Um role-playing game sem role play é exactamente a mesma coisa que comer batas fritas sem sal, não faz sentido nenhum. Neste tipo de formato procuramos assumir o papel de uma personagem (ou personagens) por nós criada. Aqui, a diversidade de possibilidades é directamente proporcional à fertilidade da nossa imaginação. Elfos, anões e tieflings, guerreiros, feiticeiros e arqueiros, são apenas a ponta do icebergue no que toca a dar os primeiros raios de vida a uma personagem. Seguir-se-ia a história dela, o que a traz a este mundo e o que ela pensa dele, que momentos da sua vida a marcaram e até que ponto o fizeram. Podemos sempre recorrer aos clichés do justiceiro solitário à procura de vingança pela morte da família, ou aquele aventureiro mulherengo cujo charme lhe concedeu centenas de histórias e algumas “companhias”. Só neste parágrafo já temos algum material para começar a nossa pequena aventura.

Tendo a estrutura, ou seja, a personagem criada, falta agora dar-lhe vida. Sim, é verdade que a sua backstory e os vários aspectos da sua personalidade estão assentes no papel, mas tal de nada serve se não os levarmos a sério. É verdade que pode intimidar um bocado, principalmente quando a timidez e o receio são muitos, mas se toda a gente ajudar, é só uma questão de tempo até que tudo comece a fluir. As pequenas coisas contam, seja o Dungeon Master falar através de um NPC ou um outro jogador insistir para uma conversa a sós in character para discutir algo. Em momentos mais críticos, como o golpe final a infligir contra aquele boss que tem amedrontado a equipa durante tanto tempo e que agora, após uma exaustiva batalha, se encontra à sua mercê, o Dungeon Master pode, e deve, recorrer ao slogan que ficou célebre pelo próprio Matthew Mercer e perguntar ao jogador responsável por esse mesmo golpe “how do you want to do this?” (como é que queres fazer isto?). A adrenalina que se acumulou durante aquele que por si só já foi um caloroso confronto, aliada à liberdade que é concedida ao jogador de decidir o destino de um formidável inimigo, são ingredientes suficientes para que o clímax seja absoluto e que o jogador em questão, através da sua personagem, traga para a mesa aquilo que lhe vai na alma nesse preciso momento.À medida que o Dungeon Master vai descrevendo o que se passa à nossa volta, À medida que vamos passando mais tempo nesta nossa aventura e com a nossa personagem, iremos começar a sentir o peso da nossa espada numa mão, o do escudo na outra, e nas nossas costas o peso da esperança depositado por um reino que confia em nós (ou simplesmente motivações puramente egocêntricas, também funciona).

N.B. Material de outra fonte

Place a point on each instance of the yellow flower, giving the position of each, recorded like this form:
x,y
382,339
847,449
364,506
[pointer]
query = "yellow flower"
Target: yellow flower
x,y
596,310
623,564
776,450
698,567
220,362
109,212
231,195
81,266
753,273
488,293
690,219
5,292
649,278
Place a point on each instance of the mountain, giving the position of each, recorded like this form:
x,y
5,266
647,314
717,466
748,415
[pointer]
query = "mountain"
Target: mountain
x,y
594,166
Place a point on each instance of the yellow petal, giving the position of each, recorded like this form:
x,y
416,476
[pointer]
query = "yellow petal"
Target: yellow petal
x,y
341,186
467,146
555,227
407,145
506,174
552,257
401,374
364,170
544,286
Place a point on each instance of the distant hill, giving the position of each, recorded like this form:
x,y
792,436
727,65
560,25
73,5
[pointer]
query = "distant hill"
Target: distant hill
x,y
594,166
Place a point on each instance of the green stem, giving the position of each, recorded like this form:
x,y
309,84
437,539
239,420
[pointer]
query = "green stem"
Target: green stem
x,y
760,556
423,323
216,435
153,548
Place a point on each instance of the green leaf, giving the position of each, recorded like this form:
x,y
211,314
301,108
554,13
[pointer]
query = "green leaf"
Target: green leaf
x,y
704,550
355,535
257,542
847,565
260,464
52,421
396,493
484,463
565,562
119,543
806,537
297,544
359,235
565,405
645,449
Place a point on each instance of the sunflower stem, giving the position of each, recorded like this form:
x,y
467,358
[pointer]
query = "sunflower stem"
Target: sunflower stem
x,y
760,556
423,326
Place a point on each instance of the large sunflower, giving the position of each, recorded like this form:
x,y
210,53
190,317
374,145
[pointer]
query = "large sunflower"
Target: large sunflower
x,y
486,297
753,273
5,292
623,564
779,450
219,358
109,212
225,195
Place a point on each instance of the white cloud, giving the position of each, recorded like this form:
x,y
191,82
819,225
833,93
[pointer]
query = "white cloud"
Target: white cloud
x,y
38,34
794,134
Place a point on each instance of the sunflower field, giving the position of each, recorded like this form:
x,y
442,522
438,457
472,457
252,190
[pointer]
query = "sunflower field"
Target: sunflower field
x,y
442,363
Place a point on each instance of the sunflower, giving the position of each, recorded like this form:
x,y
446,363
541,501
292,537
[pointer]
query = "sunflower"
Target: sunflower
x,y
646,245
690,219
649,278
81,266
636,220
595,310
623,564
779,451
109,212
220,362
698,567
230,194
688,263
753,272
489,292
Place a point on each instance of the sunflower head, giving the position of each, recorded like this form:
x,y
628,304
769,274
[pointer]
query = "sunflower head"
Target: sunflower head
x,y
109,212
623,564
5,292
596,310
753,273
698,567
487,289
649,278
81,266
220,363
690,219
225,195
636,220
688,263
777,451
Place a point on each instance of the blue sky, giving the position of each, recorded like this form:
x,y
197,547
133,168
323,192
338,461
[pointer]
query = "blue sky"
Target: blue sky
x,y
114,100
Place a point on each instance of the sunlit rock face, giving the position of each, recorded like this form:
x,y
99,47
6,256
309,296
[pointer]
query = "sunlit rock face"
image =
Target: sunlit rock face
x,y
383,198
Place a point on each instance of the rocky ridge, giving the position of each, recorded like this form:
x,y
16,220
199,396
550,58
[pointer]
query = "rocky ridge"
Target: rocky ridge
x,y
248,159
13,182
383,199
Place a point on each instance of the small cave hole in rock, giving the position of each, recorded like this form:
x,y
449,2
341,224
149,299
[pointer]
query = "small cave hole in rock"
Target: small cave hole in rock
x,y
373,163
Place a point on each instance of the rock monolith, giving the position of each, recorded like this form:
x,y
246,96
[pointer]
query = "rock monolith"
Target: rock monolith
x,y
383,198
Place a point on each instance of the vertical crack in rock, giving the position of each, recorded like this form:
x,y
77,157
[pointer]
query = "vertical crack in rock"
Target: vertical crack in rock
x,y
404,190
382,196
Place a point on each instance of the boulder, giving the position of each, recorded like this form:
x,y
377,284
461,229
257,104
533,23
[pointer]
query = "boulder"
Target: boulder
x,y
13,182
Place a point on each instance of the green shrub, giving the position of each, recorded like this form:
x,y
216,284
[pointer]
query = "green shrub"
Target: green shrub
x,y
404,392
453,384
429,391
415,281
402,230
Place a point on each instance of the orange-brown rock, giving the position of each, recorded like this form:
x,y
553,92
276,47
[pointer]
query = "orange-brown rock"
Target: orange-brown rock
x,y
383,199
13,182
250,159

Já num artigo anterior apontei que tanto Dungeon & Dragons como outros tabletop role-playing games têm um excelente potencial no que toca a acompanhar pessoas com Transtorno do Espectro do Autismo, nomeadamente Asperger. Estamos a falar de casos de pessoas cuja maior dificuldade reside em compreender o mundo e as pessoas que os rodeiam algo, que, consequentemente, dificulta qualquer forma de interacção. Através das dinâmicas de role-play aqui presentes, é-nos possível recriar situações do nosso quotidiano, construindo a partir daí um ambiente seguro onde é possível treinar vários tipos de interacções e aperfeiçoá-las para depois serem devidamente usadas no mundo real.

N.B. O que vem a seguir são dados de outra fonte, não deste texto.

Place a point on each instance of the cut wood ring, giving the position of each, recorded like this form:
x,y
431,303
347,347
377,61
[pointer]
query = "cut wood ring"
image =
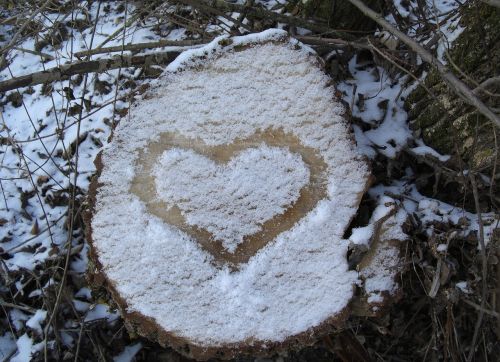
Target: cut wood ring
x,y
240,101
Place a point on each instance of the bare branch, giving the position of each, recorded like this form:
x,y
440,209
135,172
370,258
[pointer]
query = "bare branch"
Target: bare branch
x,y
495,3
142,46
212,6
455,84
98,66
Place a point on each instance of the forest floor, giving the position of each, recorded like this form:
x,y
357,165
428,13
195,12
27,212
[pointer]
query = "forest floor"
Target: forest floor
x,y
51,133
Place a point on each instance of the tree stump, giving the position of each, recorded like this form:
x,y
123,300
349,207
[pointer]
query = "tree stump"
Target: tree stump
x,y
218,217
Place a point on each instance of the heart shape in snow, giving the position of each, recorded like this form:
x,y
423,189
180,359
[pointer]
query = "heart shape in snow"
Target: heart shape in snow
x,y
232,199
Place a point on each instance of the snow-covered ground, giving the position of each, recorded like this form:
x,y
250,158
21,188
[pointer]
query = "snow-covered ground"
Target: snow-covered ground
x,y
50,136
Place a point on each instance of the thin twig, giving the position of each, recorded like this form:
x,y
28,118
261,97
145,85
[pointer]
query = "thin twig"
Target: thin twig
x,y
455,84
484,276
65,71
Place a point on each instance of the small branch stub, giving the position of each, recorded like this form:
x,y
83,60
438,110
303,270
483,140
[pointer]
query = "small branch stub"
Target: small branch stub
x,y
218,216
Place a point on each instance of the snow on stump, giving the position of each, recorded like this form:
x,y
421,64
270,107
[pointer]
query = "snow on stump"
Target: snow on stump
x,y
218,218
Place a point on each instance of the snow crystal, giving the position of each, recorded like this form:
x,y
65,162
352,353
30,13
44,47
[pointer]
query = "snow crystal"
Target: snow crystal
x,y
128,353
298,279
362,235
442,248
24,346
239,208
7,346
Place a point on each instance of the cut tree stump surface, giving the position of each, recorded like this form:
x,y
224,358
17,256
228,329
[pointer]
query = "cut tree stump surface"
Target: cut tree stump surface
x,y
218,217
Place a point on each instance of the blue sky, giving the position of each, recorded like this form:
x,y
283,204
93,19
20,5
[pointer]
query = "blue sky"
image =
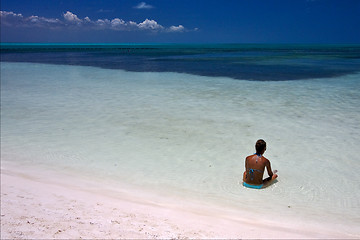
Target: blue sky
x,y
181,21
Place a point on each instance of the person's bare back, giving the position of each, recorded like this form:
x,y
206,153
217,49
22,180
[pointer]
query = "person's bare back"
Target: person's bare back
x,y
255,166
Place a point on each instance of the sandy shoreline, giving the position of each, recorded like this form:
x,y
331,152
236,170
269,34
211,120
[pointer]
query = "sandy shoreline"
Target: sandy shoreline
x,y
46,204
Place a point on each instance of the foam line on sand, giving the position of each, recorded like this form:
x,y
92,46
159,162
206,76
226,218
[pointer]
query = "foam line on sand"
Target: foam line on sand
x,y
41,204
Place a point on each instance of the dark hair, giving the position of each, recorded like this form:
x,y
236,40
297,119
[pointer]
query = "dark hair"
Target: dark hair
x,y
260,146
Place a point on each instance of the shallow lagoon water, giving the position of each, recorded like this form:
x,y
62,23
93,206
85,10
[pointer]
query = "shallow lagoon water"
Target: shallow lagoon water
x,y
187,135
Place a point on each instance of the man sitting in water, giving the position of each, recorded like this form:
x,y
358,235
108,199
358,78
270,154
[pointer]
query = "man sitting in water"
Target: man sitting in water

Em jeito de conclusão, podia simplesmente fazer um apelo final para a boa prática do role-play e de tudo aquilo que tal permite, mas isso seria demasiado fácil.

Encontras-te algures numa densa floresta, densa ao ponto de praticamente não conseguir deixar passar a luz do luar. A erva dobra-se e paus partem-se silenciosamente sob os teus silenciosos passos. À tua frente duas tochas tornam-se visíveis. Aproximas-te com cautela e por fim consegues ver que estão a ser seguradas por dois guardas que trocam animadas palavras entre si. Pela cor dos uniformes e pelo brasão em forma de abutre consegues apurar que são homens do Barão Adrien Kaleigh, o homem que tratou de orquestrar o rapto da tua filha Minay. A investigação que levaste a cabo nestas últimas semanas aponta que é aqui que ela está. É agora ou nunca. Como é que queres fazer isto?